I rode down to Scotts Valley yesterday (the long way, and I still timed it wrong and had too much time to kill) to meet up with a guy from SBR who offered to help me go over my bike and look for anything amiss. Engines are one of many things I've never felt the urge for, but this guyis so comfortable wrenching on bikes, and the bike is so simple and accessible compared to the car, that it was just a ton of fun. I mentioned my scraped curb feelers (little knobs of metal screwed into the bottom of the foot pegs--I scraped the left side last week, and someone had already done the right side), and he said, "Yeah, I usually take those off, since they just make noise and freak out the rider." I said, "Yep, freaked me out last week." "Well, let's make that the first thing, then." And we were off on a host of minor tweaks: remove the curb feelers, scrape the ancient stickers off the gas tank and tach, straighten out a bent clutch lever I hadn't consciously noticed, adjust clutch and brake levers for play and tightness, replace the reservoir brake fluid, on and on with these little things that make the bike perform just a bit better and more safely, but also just provide a good feel of being on a machine that you know and have cared for. We even took the back axle out, to reverse a sleeve that someone had put on backwards (practically harmless, but you couldn't see the measuring markers for the chain-tightening turnbuckle). Cleaned and lubed the chain, discovered I need a new chain and sprockets. Cleaned the whole bike with Lemon Pledge, cleaned off some minor corrosion with WD-40, so forth and so on. It's just fun, and pretty easy. (She'll probably need a valve adjustment [yes, along with carburetors and a choke, she lacks self-adjusting valves], which is a tedious process that will be done by some lucky shop.) Anyway, lots of fun, lots of good information to pass on to other people, and not really that hard.

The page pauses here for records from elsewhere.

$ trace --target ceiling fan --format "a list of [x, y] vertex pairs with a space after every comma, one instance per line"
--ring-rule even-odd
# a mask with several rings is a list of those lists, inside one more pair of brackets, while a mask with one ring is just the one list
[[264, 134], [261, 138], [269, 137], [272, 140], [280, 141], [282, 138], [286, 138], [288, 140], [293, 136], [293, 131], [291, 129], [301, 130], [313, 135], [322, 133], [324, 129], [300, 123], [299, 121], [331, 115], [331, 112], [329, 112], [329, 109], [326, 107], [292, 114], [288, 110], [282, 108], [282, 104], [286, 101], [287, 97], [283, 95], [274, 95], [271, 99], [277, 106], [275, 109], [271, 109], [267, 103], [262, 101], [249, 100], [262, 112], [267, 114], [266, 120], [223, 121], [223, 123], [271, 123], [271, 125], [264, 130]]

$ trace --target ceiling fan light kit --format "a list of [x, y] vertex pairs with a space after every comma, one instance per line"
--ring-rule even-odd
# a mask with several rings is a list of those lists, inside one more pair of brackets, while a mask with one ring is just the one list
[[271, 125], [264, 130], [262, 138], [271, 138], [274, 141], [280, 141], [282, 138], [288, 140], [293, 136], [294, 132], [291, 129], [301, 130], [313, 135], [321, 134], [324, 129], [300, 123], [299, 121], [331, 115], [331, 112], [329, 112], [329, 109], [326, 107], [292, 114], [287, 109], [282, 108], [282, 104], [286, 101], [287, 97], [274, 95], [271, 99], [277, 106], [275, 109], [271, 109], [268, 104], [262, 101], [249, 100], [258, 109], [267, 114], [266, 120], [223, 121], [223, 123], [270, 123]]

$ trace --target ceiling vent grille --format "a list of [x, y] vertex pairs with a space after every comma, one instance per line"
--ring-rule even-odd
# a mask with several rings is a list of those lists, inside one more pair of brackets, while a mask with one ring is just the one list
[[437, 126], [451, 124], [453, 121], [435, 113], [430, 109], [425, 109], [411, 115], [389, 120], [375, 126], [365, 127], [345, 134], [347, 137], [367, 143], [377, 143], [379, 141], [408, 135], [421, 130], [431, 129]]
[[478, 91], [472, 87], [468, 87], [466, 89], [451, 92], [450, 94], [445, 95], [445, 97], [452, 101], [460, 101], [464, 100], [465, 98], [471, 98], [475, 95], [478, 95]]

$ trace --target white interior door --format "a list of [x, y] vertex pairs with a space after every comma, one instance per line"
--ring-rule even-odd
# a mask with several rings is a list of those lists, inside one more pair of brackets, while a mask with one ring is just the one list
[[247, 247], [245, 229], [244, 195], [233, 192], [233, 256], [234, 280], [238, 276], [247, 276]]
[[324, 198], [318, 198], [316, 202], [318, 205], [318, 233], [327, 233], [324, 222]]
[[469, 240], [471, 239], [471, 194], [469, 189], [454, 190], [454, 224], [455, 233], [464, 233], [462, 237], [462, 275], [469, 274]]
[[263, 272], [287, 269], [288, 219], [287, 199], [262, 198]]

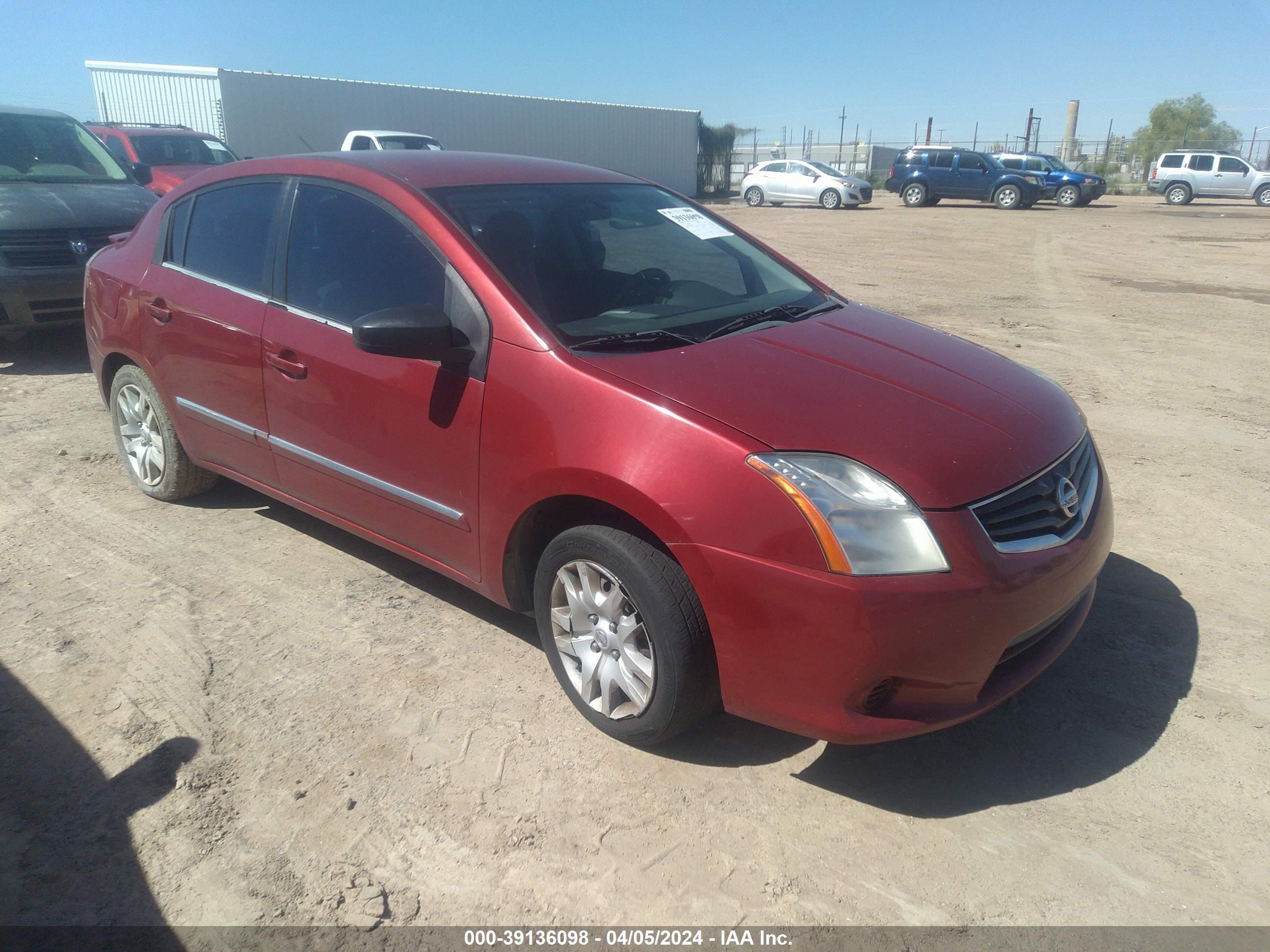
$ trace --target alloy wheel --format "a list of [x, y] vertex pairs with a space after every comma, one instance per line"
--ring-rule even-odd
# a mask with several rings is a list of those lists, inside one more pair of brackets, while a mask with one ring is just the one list
[[119, 411], [119, 435], [123, 437], [123, 449], [132, 473], [145, 485], [157, 486], [163, 481], [166, 457], [163, 428], [154, 404], [132, 383], [119, 390], [114, 402]]
[[551, 630], [570, 685], [592, 710], [621, 720], [648, 708], [657, 684], [653, 642], [613, 572], [589, 561], [560, 566]]

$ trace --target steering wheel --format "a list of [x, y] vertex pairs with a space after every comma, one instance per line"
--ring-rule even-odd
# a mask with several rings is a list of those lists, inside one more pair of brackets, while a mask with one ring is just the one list
[[[652, 305], [671, 287], [671, 275], [660, 268], [645, 268], [631, 275], [631, 283], [618, 294], [616, 307]], [[646, 300], [645, 300], [646, 298]]]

I got textile overpants, which are great, except I got the 38 Short, which turns out to be too short once I'm actually on the bike. Dammit. Have to go down to San Jose a third time. And on the bike, no less, to make sure I don't have the same problem again. Freeway trips on the bike just aren't that interesting, and I don't particularly like going freeway speeds.

I have some genuinely new and unfamiliar challenges at work, involving taking a larger architectural view of things, communicating that to a variety of other people, and ultimately providing technical direction. Not beyond my ability, of course--you have no idea what it takes for me to cop to that--but definitely something I've never done before. This must be what normal jobs are like in companies that give you increased responsibility over time.